My email sign-off of choice during my time in Human Resources pretty much sums up the gig. I fielded questions, thoughts and concerns of every flavor under the sun, but, in terms of volume, those related to money were second only to those related to #feelings. Usually, raise requests involved both. And because any tiny change in compensation had to go through me, I developed a bit of a second nature around what worked and what didn’t.
While the litany of advice urging you to “Just ask!” is well-intentioned, I’m here to tell you this shit is equal parts art and science. I’d also argue the binary consideration of whether to ask or not is significantly less important than the far more intricate web of how.
And also: who, what, when and why. Here’s what to ask yourself about that raise before asking anyone else for it.
Who are players in the game? Your personal feelings on the matter, while valid and fair, are only one side of the story. Examine your peers, your manager, the market and the company itself. Has the landscape shifted since your wage or salary was initially determined? Has the company grown, your value increased, the team changed? Taking on a 360-degree view of your situation and those involved will give your request a stable, informed foundation.
Don’t say: “I don’t feel adequately compensated for the work I’m doing.”
Do say: “Over the past year I’ve taken on more responsibility due to some departures on the team. Since then I’ve not only exceeded my goals but have begun mentoring more junior staff, helping the team become more efficient. I’d like my compensation to reflect that shift.”
What do you want? It can never hurt to be explicit about where you’d like to be. If you work for a medium-to-large sized company, the matter will likely leave your manager or HR representative’s hands in the form of an official request. Do some research about where your skills match up within your industry and don’t be afraid to do your part in shaping that narrative to a level of specificity you might otherwise shy away from.
Don’t say: “I feel underpaid and would like a raise.”
Do say: “I’ve researched starting salaries for someone with my skillset at similar companies and I’m about $10,000 under market.”
When will your request be best received? Every company approaches compensation in a different way. Does your company perform annual performance reviews or have a fiscal year-end? Consider discussing your pay a few months before one of those dates rolls around. If neither of those apply, pay attention to when your annual start date anniversaries come up and use those as opportunities to reflect on your growth and value. Slotting your ask within a specific context makes the case not only easier to frame up from a psychological perspective, but from a business one as well.
Don’t say: “When can I get a raise?”
Do say: “With my three-year anniversary coming up, I’d love to find some time to review my performance and compensation.”

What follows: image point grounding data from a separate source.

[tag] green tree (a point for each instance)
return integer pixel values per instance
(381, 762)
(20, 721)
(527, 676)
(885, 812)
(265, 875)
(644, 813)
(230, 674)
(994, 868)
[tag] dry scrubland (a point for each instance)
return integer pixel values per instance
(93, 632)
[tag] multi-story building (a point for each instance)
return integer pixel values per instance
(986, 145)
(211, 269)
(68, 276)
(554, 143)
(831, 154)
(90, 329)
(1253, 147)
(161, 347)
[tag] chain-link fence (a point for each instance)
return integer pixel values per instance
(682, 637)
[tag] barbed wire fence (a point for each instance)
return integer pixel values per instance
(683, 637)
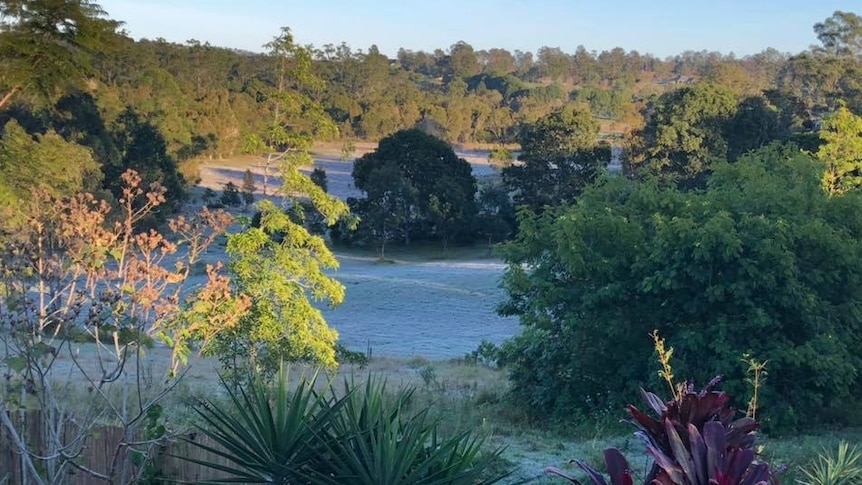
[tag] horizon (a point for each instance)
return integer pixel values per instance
(661, 29)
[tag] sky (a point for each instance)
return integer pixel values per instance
(660, 27)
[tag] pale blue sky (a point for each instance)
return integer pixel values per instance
(660, 27)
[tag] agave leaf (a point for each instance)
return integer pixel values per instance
(618, 467)
(698, 454)
(654, 402)
(714, 439)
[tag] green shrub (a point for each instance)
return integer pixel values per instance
(763, 262)
(842, 468)
(357, 435)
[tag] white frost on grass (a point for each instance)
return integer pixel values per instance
(437, 309)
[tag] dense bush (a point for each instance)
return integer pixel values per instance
(762, 263)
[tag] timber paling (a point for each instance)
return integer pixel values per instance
(98, 453)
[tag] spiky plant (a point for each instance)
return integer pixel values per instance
(842, 468)
(266, 434)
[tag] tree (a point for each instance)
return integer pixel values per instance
(756, 123)
(230, 196)
(422, 180)
(841, 151)
(99, 278)
(318, 176)
(496, 217)
(559, 157)
(248, 188)
(47, 46)
(763, 261)
(682, 138)
(296, 119)
(841, 34)
(281, 267)
(144, 149)
(45, 162)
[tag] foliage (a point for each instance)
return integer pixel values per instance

Why are you asking? This is the biggy. Just because your bank account makes you cry a super poetic tear doesn’t necessarily mean you deserve a raise. If you’d like the number on your paycheck to be higher, consider why you think it should be outside of your personal context. As soul-crushing as it may feel, think of yourself as a stock. Why should anyone be investing more in you than they already are? What can you offer them that’s more tangible than your effort (which, although noble, doesn’t guarantee results)?

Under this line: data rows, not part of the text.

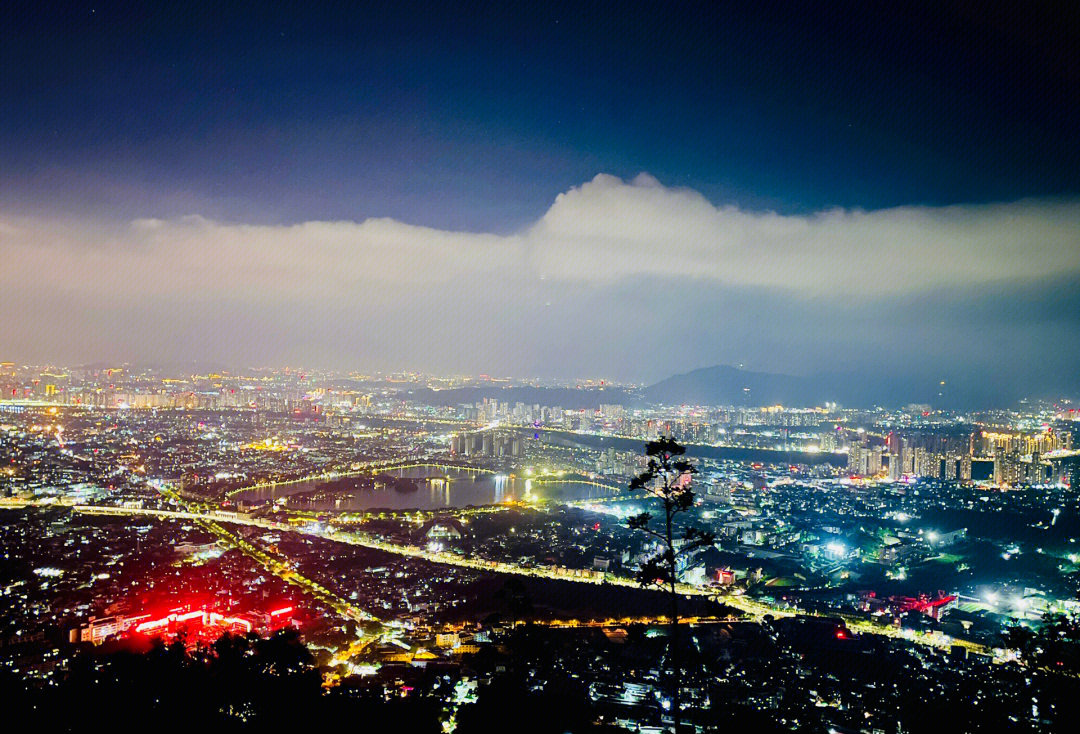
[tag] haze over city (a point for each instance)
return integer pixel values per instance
(541, 194)
(598, 367)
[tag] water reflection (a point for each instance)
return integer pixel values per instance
(436, 487)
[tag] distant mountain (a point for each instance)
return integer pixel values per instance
(729, 385)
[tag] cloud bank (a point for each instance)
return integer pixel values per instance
(574, 294)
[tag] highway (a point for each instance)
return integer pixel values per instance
(752, 608)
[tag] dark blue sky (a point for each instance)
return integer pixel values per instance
(475, 117)
(833, 189)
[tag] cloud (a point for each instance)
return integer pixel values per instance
(575, 293)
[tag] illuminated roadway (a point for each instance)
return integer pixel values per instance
(750, 607)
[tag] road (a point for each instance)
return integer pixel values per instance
(752, 608)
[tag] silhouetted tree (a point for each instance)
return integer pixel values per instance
(666, 477)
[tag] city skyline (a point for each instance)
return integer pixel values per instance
(544, 194)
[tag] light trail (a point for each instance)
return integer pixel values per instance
(752, 608)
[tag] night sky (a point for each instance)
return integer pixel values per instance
(539, 191)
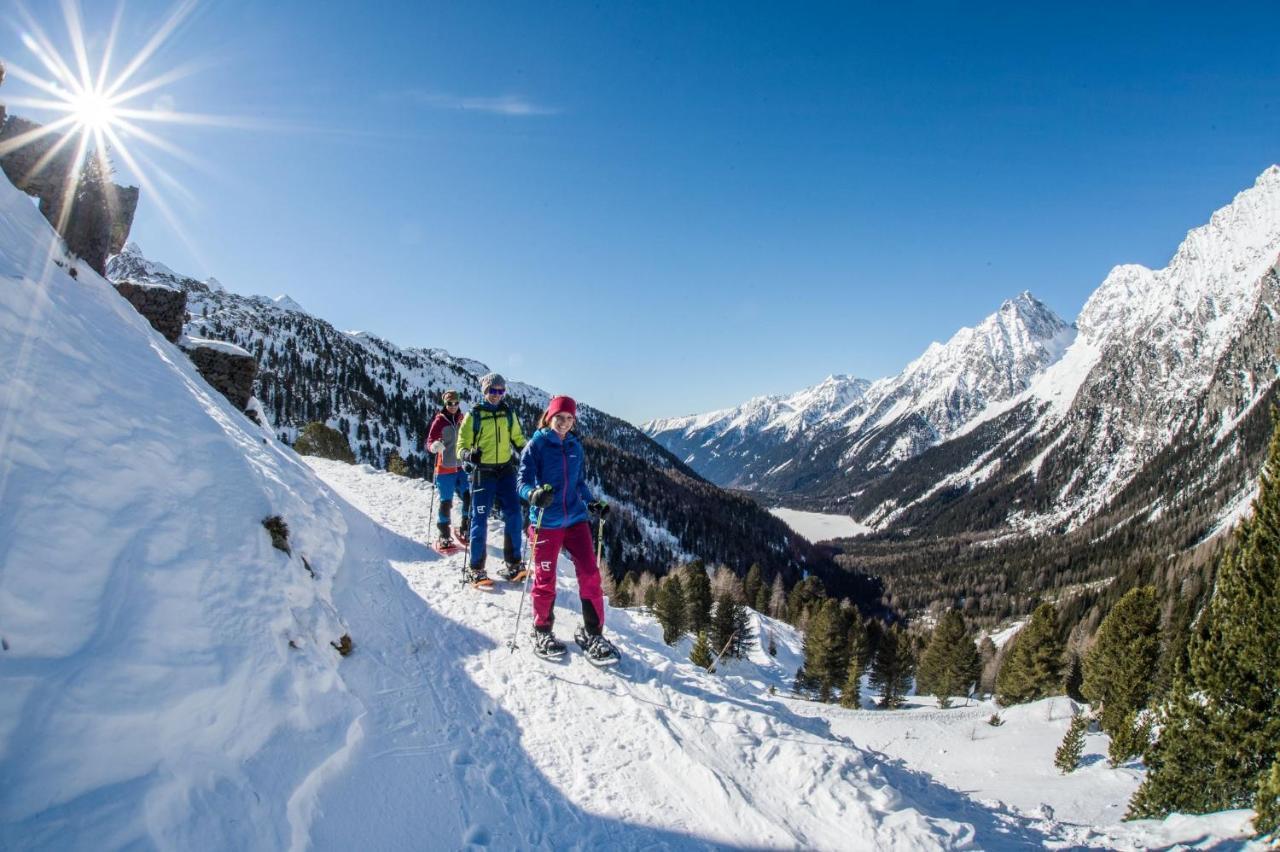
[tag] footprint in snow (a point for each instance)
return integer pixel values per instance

Don’t say: “I am working long hours and feel worn out. My salary is not high enough for this. I want a raise and, more than that, I deserve one.”
Do say: “I’ve not only taken the initiative to learn new skills that would benefit our mission, but I’ve shared them with my team in order to level-up our overall quality. I’ve also found opportunities to improve our processes and have been lucky to see these efforts put into action with great success. I’d like to discuss how we might revisit my compensation so that it’s in line with the value I’m bringing to the table.”
How can you be effectively heard? When it comes to putting your request into words, make sure to sure to sell yourself as an asset to the company. Steer clear of your personal financial situation and dig into why you have earned that raise (active!), rather than why you deserve it (passive!). And if the answer is no, don’t let that be the end of the conversation. Take it in stride and ask how you can get there in 3, 6, or 12 months.
Don’t say: “The cost of living here is crazy. I have a family. I can’t afford to live on this wage, it’s not fair.”
Do say: “After several successful projects I’ve found myself in a more senior position than what I was originally hired for. I’m excited to be contributing at a higher level but need my compensation to reflect that in order to feel you are as invested in me as I am in you.”
There’s no reason to be nervous. Unless you’re literally depositing your paychecks into your private parts (not that I know your life), the topic of your pay need not be the slightest bit taboo, especially in your place of work. The people running that show are thinking about it more than you know.
I’d wish you luck, but you won’t need it if you answer the right questions before posing the big one.